Wednesday, February 10, 2010

Overpaid Economists and Mervyn King whose jobs are protected by Employment Laws

Gosh, what a hard life has Mervyn King, the Governor of the Bank of England. Four times a year he has to present a Quarterly Inflation Report.

A Report which nobody bothers to read anymore, because they have already gotten all the trends from plentiful other sources, and in any case, in the years up to the Global Credit Crunch Financial Crisis of 2007, the reports completely failed to take into account useful measures of inflation other than the Mickey Mouse versions that your average Ten year old son could concoct, and hence failed to notice that the whole Global Human Economic Machine was like a Corrupted Software Fault requiring a Seldon Crisis Resolution.

Mervyn King's job is protected by UK and European Employment Laws, and so too are the jobs of the many economists and bankers who still cling to their overpaid positions because unfortunately they haven't the decency to commit seppuku in Traditional Japanese Style for their miserable failures.

Trade Unions think that these Employment Laws are for the "working class", but these laws have protected jobs in Management and jobs of non-productive employees, while ruining everything for everybody, which is why Britain today has a Manufacturing Output today that makes it an embarrassment compared to France and Germany.

And which is why today Kraft announced that they were closing the Cadbury's factory in Bristol and getting rid of 400 jobs. Because they only way you can get rid of jobs under these employment laws, is to shut down the whole organisation and shift the production somewhere else, in this case to Poland.

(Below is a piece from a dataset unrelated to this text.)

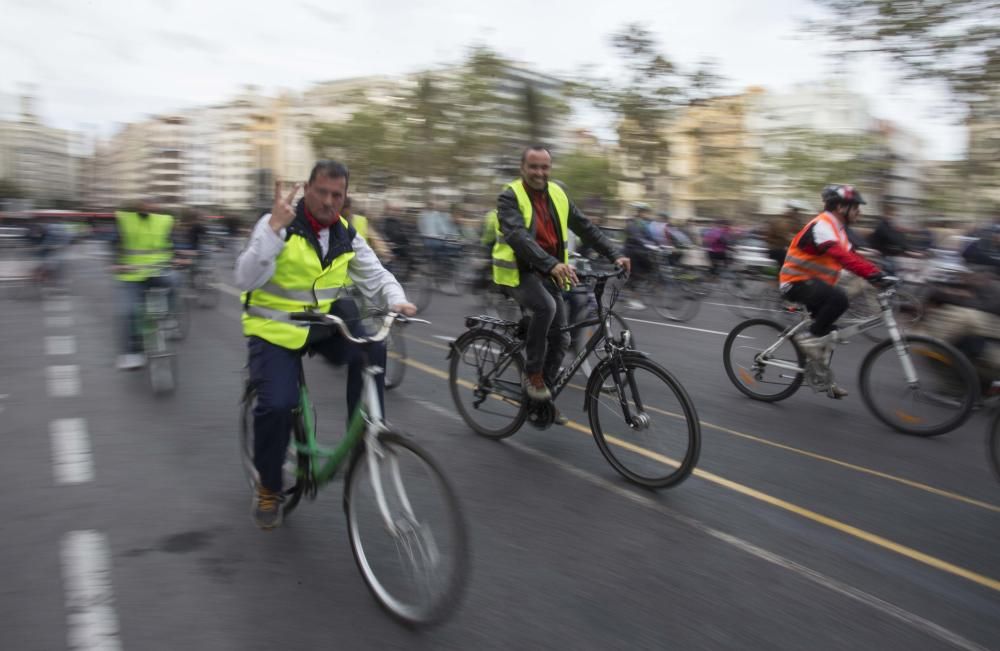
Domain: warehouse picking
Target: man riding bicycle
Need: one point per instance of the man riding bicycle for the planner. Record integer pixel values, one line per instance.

What did Peter Mandelson do about this? Oh, he farted. After all, don't forget, that Peter Mandelson and New Labour were Intensely Relaxed about Some People Getting Filthy Rich. Those were his Champagne Socialist words when they were sailing on what they claimed to be a healthy economy, although it was funded and enabled by the blood, sweat and tears of one billion people in China whom they were building up debt against. I was living in London the whole time, and I could see all the problems around me, but they were sitting in West London, eating free food at the House of Commons, and drinking endless champagne and parties thrown for them by filthy rich people.

I hate Peter Mandelson, but what I really hate more are the people who voted for Peter Mandelson.